When my marriage broke up, I was the one to move out of the familial home. Ben loved the house more than I did, I had spent years setting up functional systems there, I figured it’d be easier for me, fresh from housewifedom, to make another home elsewhere. I left all the furniture there, much of which was my parents, because I didn’t want to leave gaping holes. I wanted home to stay as consistent as possible for the kids. And so, on a very limited budget, I set out to furnish my divorce pad, a sweet little (extraordinarily expensive) rental cottage down the road from Ben’s place.
My first purchase, the piece on which I built the rest of the vibe, was a buttery leather sky-blue sectional, found on a craigslist for a relative song. It was an exceptional couch. I knew when I bought it that it would hold me nicely while I snuggled my kids, while I mourned my marriage, and most importantly, while I watched reality TV.
It performed it’s tasks magnificently and four high-mile years later, after being brutalized by pets and kids, food and drink, after enduring more than one make-out session so gamely, my so-handsome, so-dense young male cat (his official name is Dill but we call him Dummy), started using it as a litter box. Turns out he had a urinary tract issue which was eventually remedied. The couch, however, finally, was toast.
And so I fell back to my forever second choice, the couches I grew up with. They are teak-framed, purchased by my parents in Europe in the fifties, elegant, spare, and wholly uncomfortable. They occupied our austere, high-ceilinged, freezing living room growing up. We rarely sat on them. And they have followed me ever since. I don’t love them, sometimes I hate them, but they are family and I can’t get rid of them.
We struggled through months of cramped TV-viewing, the couches groaning and twitching beneath us, the wool cushions scratching our skin, the teak digging into our backs. “Please, Mom,” the kids begged. “Please get a new couch.”
We’ve had a medical crisis in our family over the last year or two. The person in question is now doing well, great even. But, truth be told, I’m fifty thousand dollars in debt. Insurance should be reimbursing us for what we paid out of pocket, I should be made whole eventually. But this is America and our healthcare system is corrupt and broken, if I may be so blunt. We are a year into battle with our insurance company. We’ve hired insurance consultants (to more great expense). I’m so mad I can barely think about it, not only for me and my family but for every person in this country that has struggled with medical costs. It’s unfair, it’s uncivilized, it’s outrageous.
And so, a new couch. There is no money for such a luxury. But I started trolling craigslist anyway, because, if nothing else, it’s fun. I worked my usual craigslist recipe: figure out brands I like, plug those names into the search to winnow down the endless possibilities. I pored over apartment therapy, read all their couch surveys (napability quotient!) and, lo and behold, I found an excellent candidate: a Joybird couch in coral, down the street from my house, bought for $1800 a year ago, now for sale for $500. How I was going to come up with the $500, I wasn’t sure, but I went to look.
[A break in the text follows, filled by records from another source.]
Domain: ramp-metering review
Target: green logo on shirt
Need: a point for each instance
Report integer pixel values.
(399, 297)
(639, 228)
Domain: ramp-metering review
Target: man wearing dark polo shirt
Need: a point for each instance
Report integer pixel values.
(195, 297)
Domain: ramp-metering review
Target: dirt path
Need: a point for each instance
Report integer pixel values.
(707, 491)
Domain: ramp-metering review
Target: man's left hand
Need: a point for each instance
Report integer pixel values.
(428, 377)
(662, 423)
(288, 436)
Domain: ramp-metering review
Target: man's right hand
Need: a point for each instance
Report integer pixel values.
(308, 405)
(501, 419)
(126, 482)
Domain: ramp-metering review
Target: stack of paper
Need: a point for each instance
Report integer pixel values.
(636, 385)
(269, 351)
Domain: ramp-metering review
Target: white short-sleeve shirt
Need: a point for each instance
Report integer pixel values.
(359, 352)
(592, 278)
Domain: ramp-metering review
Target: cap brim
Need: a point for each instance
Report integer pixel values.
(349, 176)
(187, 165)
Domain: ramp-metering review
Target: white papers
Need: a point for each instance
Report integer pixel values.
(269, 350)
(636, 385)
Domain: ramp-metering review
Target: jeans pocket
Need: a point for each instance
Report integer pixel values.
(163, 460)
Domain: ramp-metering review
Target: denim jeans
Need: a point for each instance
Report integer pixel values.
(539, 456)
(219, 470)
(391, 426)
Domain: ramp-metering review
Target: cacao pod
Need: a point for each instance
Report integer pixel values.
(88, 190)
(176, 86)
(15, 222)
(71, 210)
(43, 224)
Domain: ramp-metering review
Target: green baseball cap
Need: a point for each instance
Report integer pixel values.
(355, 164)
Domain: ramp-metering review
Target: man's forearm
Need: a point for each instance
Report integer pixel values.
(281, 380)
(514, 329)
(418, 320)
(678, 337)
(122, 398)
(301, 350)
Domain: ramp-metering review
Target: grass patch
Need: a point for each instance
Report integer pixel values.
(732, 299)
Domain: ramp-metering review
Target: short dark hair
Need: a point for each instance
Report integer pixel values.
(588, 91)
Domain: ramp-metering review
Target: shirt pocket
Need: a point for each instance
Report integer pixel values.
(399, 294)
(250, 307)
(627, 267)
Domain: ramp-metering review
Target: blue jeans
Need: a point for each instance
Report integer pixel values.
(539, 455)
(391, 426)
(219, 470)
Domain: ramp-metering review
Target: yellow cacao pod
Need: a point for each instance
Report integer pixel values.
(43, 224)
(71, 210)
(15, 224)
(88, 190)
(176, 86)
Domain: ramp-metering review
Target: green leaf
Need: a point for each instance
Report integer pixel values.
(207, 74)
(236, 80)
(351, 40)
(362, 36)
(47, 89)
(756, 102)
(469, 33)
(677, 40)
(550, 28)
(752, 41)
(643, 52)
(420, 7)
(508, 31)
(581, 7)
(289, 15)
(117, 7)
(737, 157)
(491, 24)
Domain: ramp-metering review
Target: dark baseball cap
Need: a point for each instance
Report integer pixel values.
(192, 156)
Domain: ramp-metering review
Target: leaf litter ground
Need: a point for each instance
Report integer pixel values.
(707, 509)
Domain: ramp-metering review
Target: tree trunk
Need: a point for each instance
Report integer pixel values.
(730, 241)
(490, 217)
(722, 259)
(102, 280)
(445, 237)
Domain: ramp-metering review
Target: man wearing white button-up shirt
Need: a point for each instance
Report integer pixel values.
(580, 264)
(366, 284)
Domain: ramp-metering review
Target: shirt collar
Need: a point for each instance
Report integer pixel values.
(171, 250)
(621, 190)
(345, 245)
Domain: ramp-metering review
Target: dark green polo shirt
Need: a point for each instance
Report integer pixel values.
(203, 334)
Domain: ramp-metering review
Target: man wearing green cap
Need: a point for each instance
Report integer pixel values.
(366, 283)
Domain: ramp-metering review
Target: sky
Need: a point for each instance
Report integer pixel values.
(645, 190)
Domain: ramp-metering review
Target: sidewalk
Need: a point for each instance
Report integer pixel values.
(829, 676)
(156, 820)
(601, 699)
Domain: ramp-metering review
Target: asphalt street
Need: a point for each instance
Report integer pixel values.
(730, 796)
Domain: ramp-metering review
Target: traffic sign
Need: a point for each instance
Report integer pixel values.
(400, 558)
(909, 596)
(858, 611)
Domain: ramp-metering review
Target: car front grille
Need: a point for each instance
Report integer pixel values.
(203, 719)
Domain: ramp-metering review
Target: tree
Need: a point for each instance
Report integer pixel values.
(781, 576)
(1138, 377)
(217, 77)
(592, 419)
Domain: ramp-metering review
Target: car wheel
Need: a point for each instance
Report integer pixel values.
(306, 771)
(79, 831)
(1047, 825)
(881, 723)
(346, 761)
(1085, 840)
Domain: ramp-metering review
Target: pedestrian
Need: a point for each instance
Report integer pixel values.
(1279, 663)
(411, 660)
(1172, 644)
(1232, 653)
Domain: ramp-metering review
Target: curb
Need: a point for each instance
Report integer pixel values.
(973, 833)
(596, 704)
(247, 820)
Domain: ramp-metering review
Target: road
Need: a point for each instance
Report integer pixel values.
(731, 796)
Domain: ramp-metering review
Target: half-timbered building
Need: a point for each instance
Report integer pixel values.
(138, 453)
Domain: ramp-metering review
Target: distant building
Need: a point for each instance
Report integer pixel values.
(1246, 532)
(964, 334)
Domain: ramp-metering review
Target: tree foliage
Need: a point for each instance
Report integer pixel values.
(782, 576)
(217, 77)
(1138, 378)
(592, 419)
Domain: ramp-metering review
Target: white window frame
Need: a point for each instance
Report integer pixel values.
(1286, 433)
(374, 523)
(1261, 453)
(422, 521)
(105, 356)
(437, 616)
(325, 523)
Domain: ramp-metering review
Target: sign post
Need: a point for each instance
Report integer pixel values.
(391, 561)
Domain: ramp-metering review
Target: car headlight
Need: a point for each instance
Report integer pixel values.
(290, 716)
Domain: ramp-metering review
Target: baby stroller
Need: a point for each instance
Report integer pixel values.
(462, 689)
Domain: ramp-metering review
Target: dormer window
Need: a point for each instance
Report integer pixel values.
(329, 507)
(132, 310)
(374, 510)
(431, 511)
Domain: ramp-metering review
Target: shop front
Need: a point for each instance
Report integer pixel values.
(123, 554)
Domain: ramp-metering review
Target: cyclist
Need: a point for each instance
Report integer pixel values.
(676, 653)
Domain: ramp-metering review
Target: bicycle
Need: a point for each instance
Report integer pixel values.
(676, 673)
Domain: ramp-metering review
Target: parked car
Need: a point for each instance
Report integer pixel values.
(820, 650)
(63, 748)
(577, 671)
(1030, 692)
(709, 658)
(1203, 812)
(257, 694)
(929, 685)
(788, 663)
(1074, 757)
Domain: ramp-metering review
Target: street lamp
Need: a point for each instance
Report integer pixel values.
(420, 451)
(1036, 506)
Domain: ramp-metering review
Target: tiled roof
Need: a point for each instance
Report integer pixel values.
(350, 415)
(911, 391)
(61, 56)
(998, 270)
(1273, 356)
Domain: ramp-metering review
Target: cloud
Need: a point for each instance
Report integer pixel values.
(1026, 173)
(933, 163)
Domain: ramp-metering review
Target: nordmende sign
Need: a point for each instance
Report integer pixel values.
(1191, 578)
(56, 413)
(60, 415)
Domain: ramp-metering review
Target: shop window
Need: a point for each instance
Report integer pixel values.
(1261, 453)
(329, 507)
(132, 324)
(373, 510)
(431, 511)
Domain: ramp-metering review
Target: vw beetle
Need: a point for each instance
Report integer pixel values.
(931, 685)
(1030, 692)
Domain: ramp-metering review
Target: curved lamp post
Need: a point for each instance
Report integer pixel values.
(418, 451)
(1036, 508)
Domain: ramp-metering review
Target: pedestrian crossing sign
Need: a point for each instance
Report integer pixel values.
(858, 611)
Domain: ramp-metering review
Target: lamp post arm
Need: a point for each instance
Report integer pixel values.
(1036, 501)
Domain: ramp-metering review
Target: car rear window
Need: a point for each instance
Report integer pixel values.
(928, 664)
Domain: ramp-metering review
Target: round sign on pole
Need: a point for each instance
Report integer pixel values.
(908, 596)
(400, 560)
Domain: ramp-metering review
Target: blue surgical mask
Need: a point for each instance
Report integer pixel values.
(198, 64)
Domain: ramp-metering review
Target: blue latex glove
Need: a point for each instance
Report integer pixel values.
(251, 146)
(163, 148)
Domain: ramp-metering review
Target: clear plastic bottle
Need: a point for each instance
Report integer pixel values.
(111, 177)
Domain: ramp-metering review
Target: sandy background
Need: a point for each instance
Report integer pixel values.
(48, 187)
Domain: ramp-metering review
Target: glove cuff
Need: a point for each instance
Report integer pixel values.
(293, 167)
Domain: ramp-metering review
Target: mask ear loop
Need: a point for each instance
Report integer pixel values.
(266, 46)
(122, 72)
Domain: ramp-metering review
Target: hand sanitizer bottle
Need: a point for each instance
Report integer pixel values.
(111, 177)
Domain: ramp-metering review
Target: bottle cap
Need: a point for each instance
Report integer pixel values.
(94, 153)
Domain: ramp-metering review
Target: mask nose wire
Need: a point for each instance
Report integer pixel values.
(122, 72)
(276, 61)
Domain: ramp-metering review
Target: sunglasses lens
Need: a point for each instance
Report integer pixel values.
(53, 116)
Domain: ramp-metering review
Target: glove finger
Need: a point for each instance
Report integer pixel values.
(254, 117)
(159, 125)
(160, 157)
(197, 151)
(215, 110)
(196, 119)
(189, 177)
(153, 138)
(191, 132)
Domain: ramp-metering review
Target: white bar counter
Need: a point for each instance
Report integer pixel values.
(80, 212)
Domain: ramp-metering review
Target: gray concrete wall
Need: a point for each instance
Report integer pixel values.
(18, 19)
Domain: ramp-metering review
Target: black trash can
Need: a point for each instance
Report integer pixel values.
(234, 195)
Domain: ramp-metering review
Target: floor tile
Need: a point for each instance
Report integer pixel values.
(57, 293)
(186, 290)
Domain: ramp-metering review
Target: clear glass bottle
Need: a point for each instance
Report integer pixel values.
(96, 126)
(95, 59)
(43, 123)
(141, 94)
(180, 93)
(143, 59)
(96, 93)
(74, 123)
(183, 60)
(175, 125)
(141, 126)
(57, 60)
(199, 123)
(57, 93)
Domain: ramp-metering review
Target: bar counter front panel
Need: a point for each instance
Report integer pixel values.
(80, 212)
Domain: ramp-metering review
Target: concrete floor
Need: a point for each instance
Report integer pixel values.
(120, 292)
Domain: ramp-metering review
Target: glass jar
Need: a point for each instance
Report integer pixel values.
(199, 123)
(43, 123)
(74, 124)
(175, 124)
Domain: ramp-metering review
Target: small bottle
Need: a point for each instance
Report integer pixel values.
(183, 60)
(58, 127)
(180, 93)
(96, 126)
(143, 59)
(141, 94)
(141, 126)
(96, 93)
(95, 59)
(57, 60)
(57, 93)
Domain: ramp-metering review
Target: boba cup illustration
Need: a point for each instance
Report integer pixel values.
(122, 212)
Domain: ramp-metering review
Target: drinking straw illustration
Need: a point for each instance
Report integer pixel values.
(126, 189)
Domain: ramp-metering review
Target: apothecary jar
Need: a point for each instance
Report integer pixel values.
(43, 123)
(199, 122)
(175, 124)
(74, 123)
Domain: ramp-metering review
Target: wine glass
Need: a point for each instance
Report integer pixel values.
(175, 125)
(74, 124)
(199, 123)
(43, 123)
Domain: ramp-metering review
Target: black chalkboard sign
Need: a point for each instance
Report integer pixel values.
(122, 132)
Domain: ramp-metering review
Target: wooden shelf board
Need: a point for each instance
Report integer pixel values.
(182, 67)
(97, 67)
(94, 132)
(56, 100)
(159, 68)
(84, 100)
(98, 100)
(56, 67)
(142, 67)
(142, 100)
The owner, Annie, was lovely. We have kids the same age, going to the same schools. “Listen,” she said, as she led me through the house to the spare bedroom, “I found a stain on the couch, I feel bad charging you for it at all. Really, you’d be doing me a favor if you just hauled it away.”
I rounded the corner and beheld my new love. She is gorgeous, perfect, made for us, a study in proportion and grace. I suddenly saw the next number of years, this last decade with my kids at home, unfold in splendor.
I ended up giving my new friend, Annie, a two hundred dollar gift card to my store. My neighbors helped me retrieve and install the couch. Then we sat on it and drank gin and tonics, a proper christening. My new beauty sits kitty-corner to the smaller of my parent’s couches, which I am slip-covering in used denim. They seem quite well-suited to each other, tranquil in compatibility.
I don’t have cash right now but I’m pretty sure I’m rich. In community, in karma, in resourcefulness, in seating options.